9. Il résulte des travaux parlementaires relatifs à la loi de finances pour 2024 rappelés au point 6 que le législateur a entendu corriger les effets d'aubaine dont ont bénéficié les producteurs qui ont reçu un complément de rémunération en application des articles L. 311-12 et L. 314-18 du code de l'énergie, dans le contexte de la très forte augmentation des prix de l'électricité sur le marché à partir de septembre 2021, qui était imprévisible lors de la conclusion de ces contrats et a permis aux producteurs bénéficiant d'un contrat de complément de rémunération d'augmenter sensiblement leur profit. Les producteurs qui ont reçu un soutien public en concluant des contrats de complément de rémunération sont placés, au regard de l'objet de la loi, dans une situation différente de celle des producteurs qui n'ont pas conclu de tels contrats et, alors même qu'ils ont également bénéficié de l'augmentation du prix du marché de l'électricité, n'ont pas bénéficié de l'effet d'aubaine résultant du mécanisme de plafonnement initialement prévu par les contrats de complément de rémunération. Par ailleurs, la différence de traitement entre les producteurs ayant conclu un contrat de complément de rémunération et les autres est en rapport direct avec l'objet de la loi. Par suite, le moyen tiré de ce que les dispositions de l'article 230 de la loi du 29 décembre 2023 de finances pour 2024 méconnaitraient le principe d'égalité garanti par l'article 6 de la Déclaration des droits de l'homme et du citoyen ne présente pas davantage un caractère sérieux.

10. En quatrième et dernier lieu, il ne résulte ni des travaux parlementaires, ni de ses termes mêmes que l'article 230 de la loi du 29 décembre 2023 de finances pour 2024, alors même qu'il tire les conséquences de la décision du Conseil constitutionnel du 26 octobre 2023 en édictant une nouvelle base légale pour le reversement par les producteurs du montant correspondant à celui de la prime mensuelle négative perçue, pourrait être qualifié de loi de validation. Par suite, le moyen tiré de ce que ces dispositions méconnaissent l'article 16 de la Déclaration des droits de l'homme et du citoyen de 1789 en ce que la validation législative rétroactive qu'elles prévoient n'est pas justifiée par un motif impérieux d'intérêt général ne présente pas un caractère sérieux.
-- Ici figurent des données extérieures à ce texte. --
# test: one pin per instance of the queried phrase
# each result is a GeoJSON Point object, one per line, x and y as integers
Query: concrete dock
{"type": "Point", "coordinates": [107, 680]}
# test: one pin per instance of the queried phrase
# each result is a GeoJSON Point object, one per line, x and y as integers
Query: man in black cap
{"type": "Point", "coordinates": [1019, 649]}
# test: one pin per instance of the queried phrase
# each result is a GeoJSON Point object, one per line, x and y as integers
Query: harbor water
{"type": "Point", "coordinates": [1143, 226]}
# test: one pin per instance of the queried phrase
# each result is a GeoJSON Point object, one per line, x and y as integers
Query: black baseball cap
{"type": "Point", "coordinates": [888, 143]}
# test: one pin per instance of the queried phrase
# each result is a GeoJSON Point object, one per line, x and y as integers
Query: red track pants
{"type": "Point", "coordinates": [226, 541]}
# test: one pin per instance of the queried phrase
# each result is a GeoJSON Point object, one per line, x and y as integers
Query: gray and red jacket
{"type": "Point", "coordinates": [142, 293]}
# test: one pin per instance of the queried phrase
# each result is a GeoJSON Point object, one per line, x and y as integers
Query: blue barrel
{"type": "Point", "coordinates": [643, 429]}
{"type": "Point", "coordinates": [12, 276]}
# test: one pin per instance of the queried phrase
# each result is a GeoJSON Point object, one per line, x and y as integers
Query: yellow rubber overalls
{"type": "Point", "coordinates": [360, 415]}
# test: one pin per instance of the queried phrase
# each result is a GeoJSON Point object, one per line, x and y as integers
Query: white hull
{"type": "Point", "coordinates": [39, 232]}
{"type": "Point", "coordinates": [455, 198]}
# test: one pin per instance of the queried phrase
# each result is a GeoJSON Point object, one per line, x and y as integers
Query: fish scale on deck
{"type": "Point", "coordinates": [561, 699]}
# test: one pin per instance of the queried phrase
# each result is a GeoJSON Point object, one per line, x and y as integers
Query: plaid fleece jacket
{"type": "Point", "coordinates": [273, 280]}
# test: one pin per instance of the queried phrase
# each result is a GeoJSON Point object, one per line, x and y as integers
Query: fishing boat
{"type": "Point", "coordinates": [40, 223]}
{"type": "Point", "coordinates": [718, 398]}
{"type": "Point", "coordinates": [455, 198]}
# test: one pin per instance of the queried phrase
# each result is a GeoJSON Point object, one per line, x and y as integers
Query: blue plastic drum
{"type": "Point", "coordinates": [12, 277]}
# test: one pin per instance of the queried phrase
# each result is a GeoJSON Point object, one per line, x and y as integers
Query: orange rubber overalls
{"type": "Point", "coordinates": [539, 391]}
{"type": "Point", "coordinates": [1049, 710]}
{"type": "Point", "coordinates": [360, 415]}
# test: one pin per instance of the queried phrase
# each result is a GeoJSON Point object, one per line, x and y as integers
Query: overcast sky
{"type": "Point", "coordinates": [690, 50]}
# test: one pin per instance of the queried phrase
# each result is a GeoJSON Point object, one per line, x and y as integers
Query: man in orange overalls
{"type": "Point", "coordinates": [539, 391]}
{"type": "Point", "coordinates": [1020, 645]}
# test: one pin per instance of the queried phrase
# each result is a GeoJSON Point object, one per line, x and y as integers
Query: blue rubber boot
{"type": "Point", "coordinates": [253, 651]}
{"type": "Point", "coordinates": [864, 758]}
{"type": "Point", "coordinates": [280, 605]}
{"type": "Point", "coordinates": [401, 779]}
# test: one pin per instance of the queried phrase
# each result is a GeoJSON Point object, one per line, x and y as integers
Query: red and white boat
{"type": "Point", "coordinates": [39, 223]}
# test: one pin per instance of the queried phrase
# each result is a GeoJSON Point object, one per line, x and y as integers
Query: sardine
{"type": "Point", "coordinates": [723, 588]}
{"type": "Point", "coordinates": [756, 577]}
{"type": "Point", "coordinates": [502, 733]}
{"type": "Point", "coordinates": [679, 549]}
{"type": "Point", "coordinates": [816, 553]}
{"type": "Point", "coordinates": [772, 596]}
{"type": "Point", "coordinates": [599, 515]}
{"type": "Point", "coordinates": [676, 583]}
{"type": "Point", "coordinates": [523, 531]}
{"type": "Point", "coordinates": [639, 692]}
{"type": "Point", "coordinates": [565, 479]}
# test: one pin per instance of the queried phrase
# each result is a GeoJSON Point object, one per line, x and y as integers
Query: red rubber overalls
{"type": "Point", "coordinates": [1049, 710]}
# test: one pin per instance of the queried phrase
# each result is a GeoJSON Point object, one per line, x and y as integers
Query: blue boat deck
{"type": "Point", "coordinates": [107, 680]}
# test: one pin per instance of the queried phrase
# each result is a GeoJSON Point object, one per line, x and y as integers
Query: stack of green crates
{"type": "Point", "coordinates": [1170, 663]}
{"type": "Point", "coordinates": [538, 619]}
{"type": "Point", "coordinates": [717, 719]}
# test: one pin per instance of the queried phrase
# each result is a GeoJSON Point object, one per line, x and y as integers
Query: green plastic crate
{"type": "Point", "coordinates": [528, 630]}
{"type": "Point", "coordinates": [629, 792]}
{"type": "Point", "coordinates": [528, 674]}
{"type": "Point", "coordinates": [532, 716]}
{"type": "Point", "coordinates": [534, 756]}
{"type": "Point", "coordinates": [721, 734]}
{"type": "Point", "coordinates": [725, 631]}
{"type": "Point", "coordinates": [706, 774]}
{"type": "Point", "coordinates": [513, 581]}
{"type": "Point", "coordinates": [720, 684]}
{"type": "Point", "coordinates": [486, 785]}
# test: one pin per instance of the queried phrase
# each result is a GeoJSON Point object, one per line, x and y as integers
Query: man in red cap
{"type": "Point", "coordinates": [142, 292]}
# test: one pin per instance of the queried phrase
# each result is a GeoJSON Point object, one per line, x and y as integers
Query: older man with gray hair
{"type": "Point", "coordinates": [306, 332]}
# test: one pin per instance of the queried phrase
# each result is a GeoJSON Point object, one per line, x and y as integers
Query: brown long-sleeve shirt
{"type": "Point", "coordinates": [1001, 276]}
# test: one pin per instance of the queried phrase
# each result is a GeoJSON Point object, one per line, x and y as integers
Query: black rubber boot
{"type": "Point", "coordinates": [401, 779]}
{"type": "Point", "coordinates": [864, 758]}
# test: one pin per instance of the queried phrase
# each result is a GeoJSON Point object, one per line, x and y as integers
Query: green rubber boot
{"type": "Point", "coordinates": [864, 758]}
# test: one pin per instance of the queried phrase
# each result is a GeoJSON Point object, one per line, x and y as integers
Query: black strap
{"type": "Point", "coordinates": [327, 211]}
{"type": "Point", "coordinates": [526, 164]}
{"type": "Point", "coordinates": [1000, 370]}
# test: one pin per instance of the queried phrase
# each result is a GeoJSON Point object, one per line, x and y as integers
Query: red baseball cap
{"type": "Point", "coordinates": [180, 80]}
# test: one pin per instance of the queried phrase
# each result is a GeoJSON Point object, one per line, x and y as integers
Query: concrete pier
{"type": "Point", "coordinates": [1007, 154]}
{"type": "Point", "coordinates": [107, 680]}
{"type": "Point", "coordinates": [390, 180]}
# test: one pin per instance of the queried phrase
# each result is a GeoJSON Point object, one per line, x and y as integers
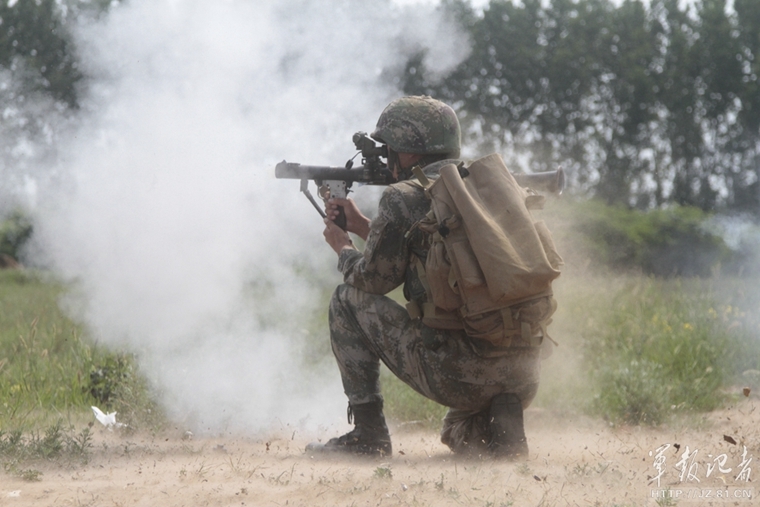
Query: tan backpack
{"type": "Point", "coordinates": [490, 265]}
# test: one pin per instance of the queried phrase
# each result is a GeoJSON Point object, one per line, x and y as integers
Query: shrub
{"type": "Point", "coordinates": [668, 242]}
{"type": "Point", "coordinates": [15, 231]}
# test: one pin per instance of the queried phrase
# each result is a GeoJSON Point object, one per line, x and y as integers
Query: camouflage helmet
{"type": "Point", "coordinates": [420, 125]}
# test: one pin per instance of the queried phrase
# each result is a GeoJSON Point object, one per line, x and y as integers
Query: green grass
{"type": "Point", "coordinates": [633, 349]}
{"type": "Point", "coordinates": [643, 349]}
{"type": "Point", "coordinates": [48, 371]}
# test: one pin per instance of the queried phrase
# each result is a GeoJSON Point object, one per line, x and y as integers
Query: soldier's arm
{"type": "Point", "coordinates": [382, 266]}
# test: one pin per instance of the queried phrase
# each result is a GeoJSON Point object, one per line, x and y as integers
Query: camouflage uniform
{"type": "Point", "coordinates": [446, 366]}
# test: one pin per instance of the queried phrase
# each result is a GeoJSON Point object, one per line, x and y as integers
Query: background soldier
{"type": "Point", "coordinates": [485, 387]}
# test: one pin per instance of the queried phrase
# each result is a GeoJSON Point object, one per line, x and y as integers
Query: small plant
{"type": "Point", "coordinates": [25, 474]}
{"type": "Point", "coordinates": [383, 472]}
{"type": "Point", "coordinates": [523, 469]}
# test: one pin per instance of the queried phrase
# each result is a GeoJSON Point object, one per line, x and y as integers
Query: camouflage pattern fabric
{"type": "Point", "coordinates": [419, 124]}
{"type": "Point", "coordinates": [367, 327]}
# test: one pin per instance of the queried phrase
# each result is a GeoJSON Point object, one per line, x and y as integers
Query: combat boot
{"type": "Point", "coordinates": [506, 427]}
{"type": "Point", "coordinates": [369, 437]}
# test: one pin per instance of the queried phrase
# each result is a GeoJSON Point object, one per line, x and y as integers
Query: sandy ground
{"type": "Point", "coordinates": [573, 461]}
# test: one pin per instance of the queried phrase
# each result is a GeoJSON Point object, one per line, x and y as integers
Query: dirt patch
{"type": "Point", "coordinates": [573, 461]}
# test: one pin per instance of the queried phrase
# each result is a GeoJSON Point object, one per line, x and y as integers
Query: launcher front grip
{"type": "Point", "coordinates": [327, 187]}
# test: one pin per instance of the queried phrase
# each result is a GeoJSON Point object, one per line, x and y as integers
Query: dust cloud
{"type": "Point", "coordinates": [162, 208]}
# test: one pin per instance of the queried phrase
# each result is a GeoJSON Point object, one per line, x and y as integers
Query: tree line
{"type": "Point", "coordinates": [642, 104]}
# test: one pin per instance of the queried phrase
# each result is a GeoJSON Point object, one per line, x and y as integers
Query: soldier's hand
{"type": "Point", "coordinates": [356, 222]}
{"type": "Point", "coordinates": [336, 237]}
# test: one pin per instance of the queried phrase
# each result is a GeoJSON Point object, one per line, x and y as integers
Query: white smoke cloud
{"type": "Point", "coordinates": [165, 208]}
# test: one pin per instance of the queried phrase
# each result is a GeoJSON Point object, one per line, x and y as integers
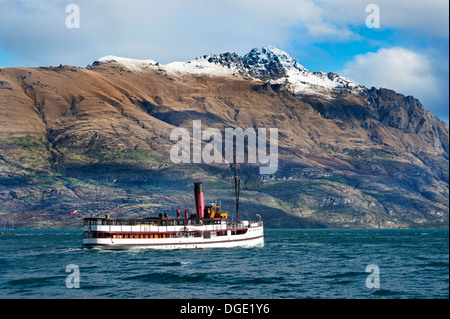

11. Il résulte de ce qui précède que la question prioritaire de constitutionnalité tirée de ce que les dispositions contestées seraient contraires à la Constitution ne présentent pas un caractère sérieux. Il n'y a dès lors pas lieu de la transmettre au Conseil d'Etat.

O R D O N N E :

Article 1er : Il n'y a pas lieu de transmettre au Conseil d'Etat la question prioritaire de constitutionnalité soulevée par la société La Pouyère Energies.

Article 2 : La présente ordonnance sera notifiée à la société La Pouyère Energies, à la société Electricité de France et à la ministre de la transition écologique, de l'énergie, du climat et de la prévention des risques.

Fait à Bordeaux, le 31 octobre 2024.

Le président de la 1ère chambre

M. A

La République mande et ordonne à la ministre de la transition écologique, de l'énergie, du climat et de la prévention des risques, en ce qui la concerne ou à tous huissiers de justice à ce requis en ce qui concerne les voies de droit commun, contre les parties privées, de pourvoir à l'exécution de la présente décision.